I think this has been influenced by my interest in dynamic and message passing style languages. I also think this is just my understanding of object-oriented design hopefully increasing (you never can judge your own aptitude). So I'm thinking I'm leaving behind a phase of my understanding where I probably overly used classes and probably about to enter one where I overly use interfaces. Of course this only really matters in static languages where you have to worry about types. Maybe I'm over thinking things...or maybe I should just go back to Ruby or Python.


  1. We had this conversation before, and I definitely agree with your point that the "I" notation kind of defeats the idea. (I'll probably find myself using the "able" notation in my .NET code at some point, unless co-workers specifically don't like it from an ongoing maintenance perspective.)

    I tend to see the "proper way" of thinking about object interfaces in the OO world as "contracts." Object A doesn't really care what Object B is, only what it can do.

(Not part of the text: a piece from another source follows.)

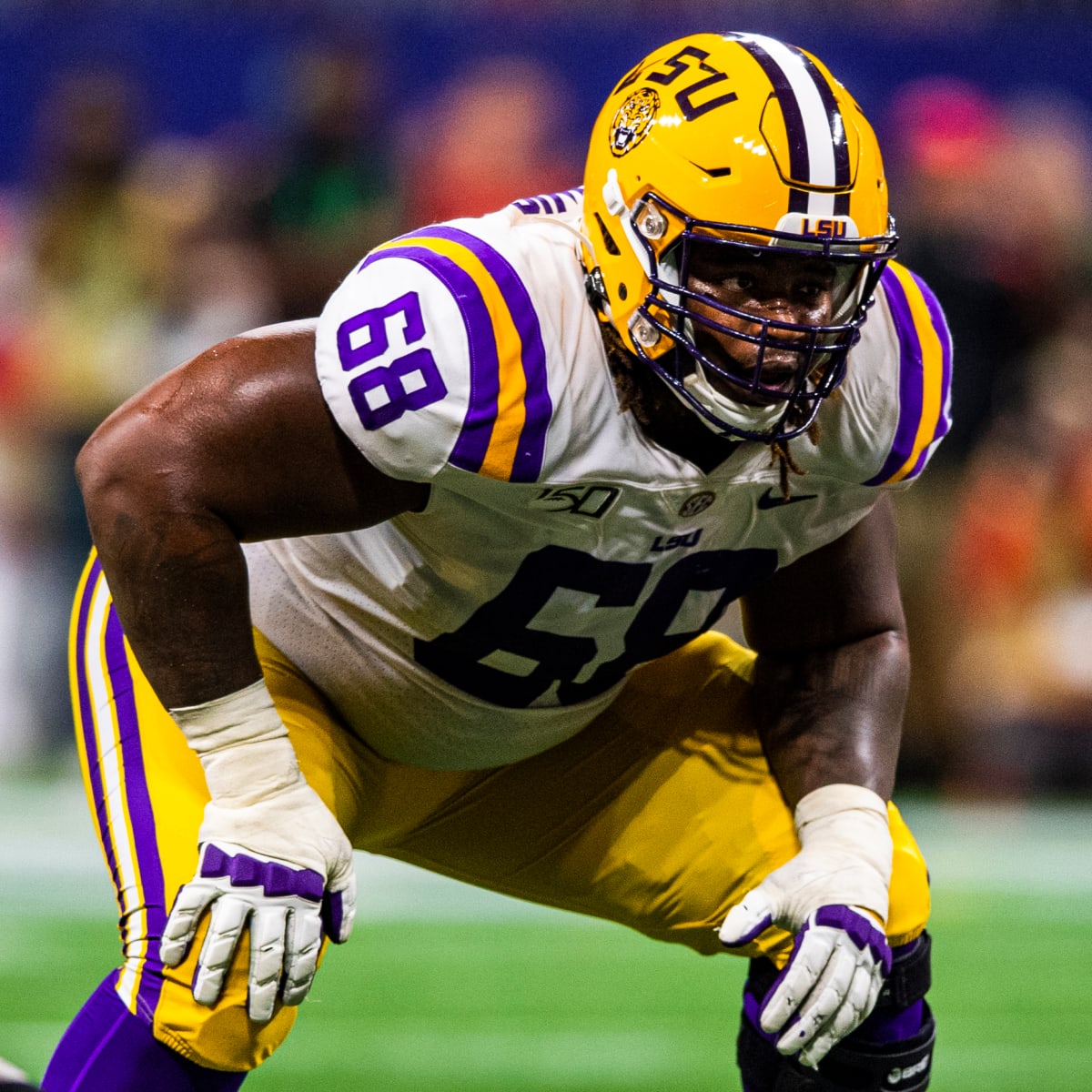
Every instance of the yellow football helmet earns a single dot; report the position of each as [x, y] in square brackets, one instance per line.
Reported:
[742, 141]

If it can satisfy the dependencies in Object A, then it can be used. The "type" doesn't matter, just the contract. This works out really well in dynamic languages, naturally.

    This is really why I like the idea of dynamic languages in .NET and hope that the push for them continues. In the past few years people have really begun digging deeper into best practices in .NET (as opposed to plain old rapid application development) and a strong focus on IoC and contract driven development (behavior driven development? I'm not a terminology guy, I don't know) have emerged. As the "type" becomes less important than the "behavior" then strongly-typed development starts to show more of its inefficiencies.

  2. I will say that it's probably not a good idea to ditch the 'I' prefix simply because it's just such a standard convention in the .NET community. I'm guessing that a lot of developers are expecting it.

    I do think that having the interfaced named what something is, or what it can do, and the class that implements it named according to how it does it.

    An example I gave while discussing this idea was: DomainEventDispatcher (interface) and InProcessDomainEventDispatcher (class) or AgathaDomainEventDispatcher (class).

    To expand on it a little further with the 'able convention, you could have something like Watchable (interface) that provides the contract needed to monitor for events (probably a literal .NET event) and then the DomainEventDispatcher could have the method to add things to watch.

    Just a quick example, but those conventions I think more accurately express what you are trying to do.

    Man, I need to take a serious dive into Ruby I think. Perhaps like you suggested before the code dojo could try to do a hackathon where we just try to play around with the IronRuby codebase. Most of us are .NET developers and we are trying to learn Ruby, what better way to do that then work with the compiler in a language we are comfortable with and contribute to open source.

    Any other thoughts on typing and object-oriented design I would love to hear.